This section presents a collection of benchmarking scenarios for comparing and assessing the performance, and behavior, of different Hamiltonian-based estimators based on several of their intrinsic properties:

  1. Correlation in the samples.
  2. Reversibility of the chain.
  3. Influence of the Importance Sampling re-weighting (e.g., for MMHMC).

Importantly, all necessary data (e.g., datasets, parameters, etc.) for running the experiments is provided in the becnhmarks/ directory.

Banana-Shaped Distribution

Given data \(\{y_k\}_{k=1}^K\), we sample from the banana-shaped posterior distribution of the parameter \(\theta = (\theta_1, \theta_2)\) for which the likelihood and prior distributions are respectively given as:

\[ \begin{aligned} y_k|\theta &\sim \mathcal{N}(\theta_1+\theta_2^2, \sigma_y^2), \quad k=1, 2, \ldots, K\\ \theta_1,\theta_2 &\sim \mathcal{N}(0,\sigma_{\theta}^2) \end{aligned} \]

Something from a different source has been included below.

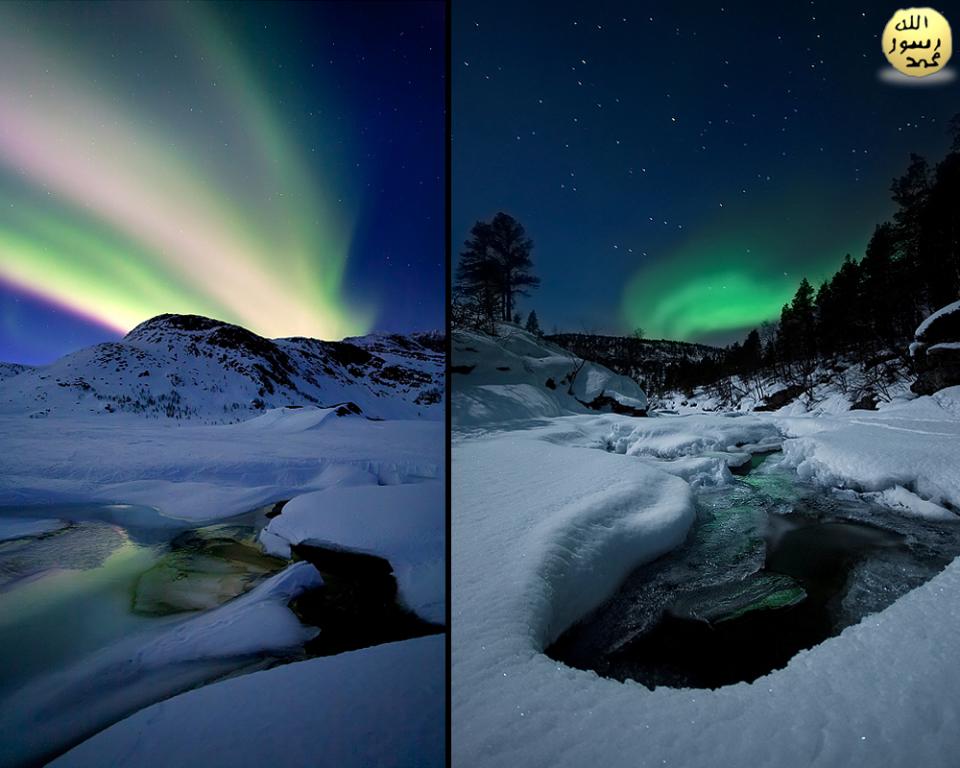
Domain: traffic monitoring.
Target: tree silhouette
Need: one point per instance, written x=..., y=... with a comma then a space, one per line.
x=495, y=268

The sample data are generated with \(\theta_1+\theta_2^2=1, \sigma_y=2, \sigma_{\theta}=1\). Then, the potential function is given by:

\[ U(\theta)=\dfrac{1}{2\sigma_y^2}\sum_{k=1}^K (y_k - \theta_1 - \theta_2^2)^2 + \log \left(\sigma_\theta^2\sigma_y^{100}\right)+\dfrac{1}{2\sigma_\theta^2}(\theta_1^2 + \theta_2^2) \]

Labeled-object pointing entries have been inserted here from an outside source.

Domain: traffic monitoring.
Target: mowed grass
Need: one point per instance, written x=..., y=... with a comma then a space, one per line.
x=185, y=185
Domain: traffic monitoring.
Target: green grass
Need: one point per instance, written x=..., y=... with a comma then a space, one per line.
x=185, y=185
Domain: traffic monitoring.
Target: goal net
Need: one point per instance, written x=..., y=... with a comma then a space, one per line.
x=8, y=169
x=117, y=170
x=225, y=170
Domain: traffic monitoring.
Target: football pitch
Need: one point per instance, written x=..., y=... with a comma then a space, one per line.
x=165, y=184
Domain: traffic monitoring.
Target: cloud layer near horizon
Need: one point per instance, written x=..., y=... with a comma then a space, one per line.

Multivariate Gaussian Distribution

We sample from a \(D\)-dimensional Multivariate Gaussian Distribution \(\mathcal{N} (0, \Sigma)\), where the precision matrix \(\Sigma^{-1}\) is generated from a Wishart distribution.

For computational purposes, we take \(D=1000\) dimensions and the covariance matrix to be diagonal with:

\[ \Sigma_{ii}=\sigma_i^2 \]

where \(\sigma_i^2\) is the \(i\)-th smallest eigenvalue of the original covariance matrix. The potential function in this case is defined as:

\[ U(\theta)=\dfrac{1}{2}\theta^T \Sigma^{-1}\theta \]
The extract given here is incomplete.